A Bass Fishing Guide’s View

Hi my name is Jimmy Everett. My day actually starts when I get in off the water. Keep in mind the time varies during the year, and it can range from 6pm during the winter and early spring to as late as 9pm in the summer time. This is where the work starts, when I tell my clients good-bye for the night and head off to the gas station to fill up the bass boat and truck for the next day of fishing. Hopefully I have enough oil for the motor or it’s a late night trip to Walmart. After a few late night trips you learn to buy a lot of oil at one time. After the bass boat is ready for the next day’s fishing trip it is parked in the storage and batteries put on charge for the night. I then have to take all the rods that need to be restrung into the house so I can get them ready for in the morning. When I walk thru the door it’s time to spend a little time with my kids before they are off to bed. Once that is finished I then hurry to reline the reels that need line and make all the phone calls that I need to make such as potential clients who called for trips and sponsors to give them updates on how things are going. As soon as I’m off the phone it’s on the Internet to answer any emails I get throughout the day.  When that is wrapped up its off to the shower to bathe so I will smell good he next day (can’t smell bad for the fish). By now it’s getting late and if I have to run to Walmart at this time it will be 11pm or later when I get back home. I make sure the alarm is set and it’s off to bed because 4:45 am comes early.

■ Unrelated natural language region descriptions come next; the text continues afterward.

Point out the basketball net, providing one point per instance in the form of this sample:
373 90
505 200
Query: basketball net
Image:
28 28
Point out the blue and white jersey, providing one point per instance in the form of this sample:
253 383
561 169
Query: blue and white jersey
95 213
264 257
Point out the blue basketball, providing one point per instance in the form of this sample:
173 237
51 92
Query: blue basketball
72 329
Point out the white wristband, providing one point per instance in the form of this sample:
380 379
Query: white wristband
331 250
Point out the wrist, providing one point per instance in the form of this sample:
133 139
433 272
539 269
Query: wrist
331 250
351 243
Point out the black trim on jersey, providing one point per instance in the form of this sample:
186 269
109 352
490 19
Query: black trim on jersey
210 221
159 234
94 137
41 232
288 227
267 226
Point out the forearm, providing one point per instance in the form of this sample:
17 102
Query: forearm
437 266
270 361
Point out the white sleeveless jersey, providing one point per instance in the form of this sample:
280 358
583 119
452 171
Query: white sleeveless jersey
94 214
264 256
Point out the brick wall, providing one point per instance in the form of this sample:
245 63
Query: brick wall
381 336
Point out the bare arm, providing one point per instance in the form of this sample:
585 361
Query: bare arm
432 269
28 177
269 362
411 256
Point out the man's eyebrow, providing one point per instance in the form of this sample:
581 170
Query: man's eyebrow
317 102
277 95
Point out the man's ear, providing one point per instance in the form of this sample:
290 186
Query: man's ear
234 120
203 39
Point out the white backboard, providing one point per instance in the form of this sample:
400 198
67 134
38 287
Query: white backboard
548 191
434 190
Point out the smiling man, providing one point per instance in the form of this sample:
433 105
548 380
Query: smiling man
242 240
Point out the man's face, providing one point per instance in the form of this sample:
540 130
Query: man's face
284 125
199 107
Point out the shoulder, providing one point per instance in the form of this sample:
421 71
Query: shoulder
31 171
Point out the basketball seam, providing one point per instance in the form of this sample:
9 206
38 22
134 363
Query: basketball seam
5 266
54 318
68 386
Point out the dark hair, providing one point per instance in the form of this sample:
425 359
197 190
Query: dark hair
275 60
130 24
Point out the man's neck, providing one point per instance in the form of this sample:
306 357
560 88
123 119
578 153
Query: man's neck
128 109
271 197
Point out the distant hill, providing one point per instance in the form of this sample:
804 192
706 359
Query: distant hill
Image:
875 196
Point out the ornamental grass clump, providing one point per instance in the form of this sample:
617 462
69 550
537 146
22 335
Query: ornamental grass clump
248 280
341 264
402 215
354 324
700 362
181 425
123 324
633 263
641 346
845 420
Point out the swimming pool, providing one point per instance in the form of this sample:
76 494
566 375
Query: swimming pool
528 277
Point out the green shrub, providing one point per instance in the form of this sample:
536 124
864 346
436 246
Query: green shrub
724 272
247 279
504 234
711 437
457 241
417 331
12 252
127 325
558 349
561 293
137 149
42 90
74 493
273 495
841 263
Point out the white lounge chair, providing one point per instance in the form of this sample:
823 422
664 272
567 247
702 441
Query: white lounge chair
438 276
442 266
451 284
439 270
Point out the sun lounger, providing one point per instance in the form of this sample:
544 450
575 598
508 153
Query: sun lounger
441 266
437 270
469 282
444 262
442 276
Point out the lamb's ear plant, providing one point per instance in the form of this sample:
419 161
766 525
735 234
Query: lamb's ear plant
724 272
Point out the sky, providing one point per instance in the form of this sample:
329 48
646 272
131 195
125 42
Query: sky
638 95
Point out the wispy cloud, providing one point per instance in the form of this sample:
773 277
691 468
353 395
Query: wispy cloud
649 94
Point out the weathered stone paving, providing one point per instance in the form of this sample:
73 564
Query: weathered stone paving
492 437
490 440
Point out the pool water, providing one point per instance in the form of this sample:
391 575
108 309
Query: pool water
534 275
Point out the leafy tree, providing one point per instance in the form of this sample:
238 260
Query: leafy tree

RING! RING! RING! It’s time to get up and throw on some clothes and make sure they are professional for that day. I make sure I have water for my clients and it’s off to Axton’s Bass City to meet my clients. When I arrive at the marina I make sure to rig up all the rods with the baits we need to fish for the day. By now my clients should have arrived and we step inside to have breakfast. During the time we eat I try to get to know my clients as good as I can so that I can be the most enjoyable person for them to be around that day. Some of the things I have to take into consideration are what kind of conversations to hold, how much fishing experience they have, and things like how to run the boat. Some like to go fast to see how a boat handles and younger people like the speed too, some want to just ride on plain and not fly across the lake.


When everyone is done it is time to launch, and get everyone in the boat and settled for the ride. From the time you arrive at the first spot until you get to the last spot it is work. You must teach people how to cast, how to work every type of bait you throw that day, telling them at each spot what they are fishing, why, and where to throw to, retying baits, taking off fish, getting pictures, and making sure they are having a good time. Take it into mind that you get some clients who get the Lake Fork hype and think we should be able to go out and catch 50 fish and 5 over 10lbs. These unrealistic dreamers are very tough to fish with. Imagine catching 25 to 30 fish a day for 2 weeks and all from 3-9lbs and then out of the blue the fish decide to shut down and you can only put 10 fish in the boat and not one is over 2lbs. It happens and it makes it very stressful for myself. I think to myself, You are a guide for a day so you know what we go thru everyday for the most part. Especially when the fish aren’t biting because it’s fishing not always catching.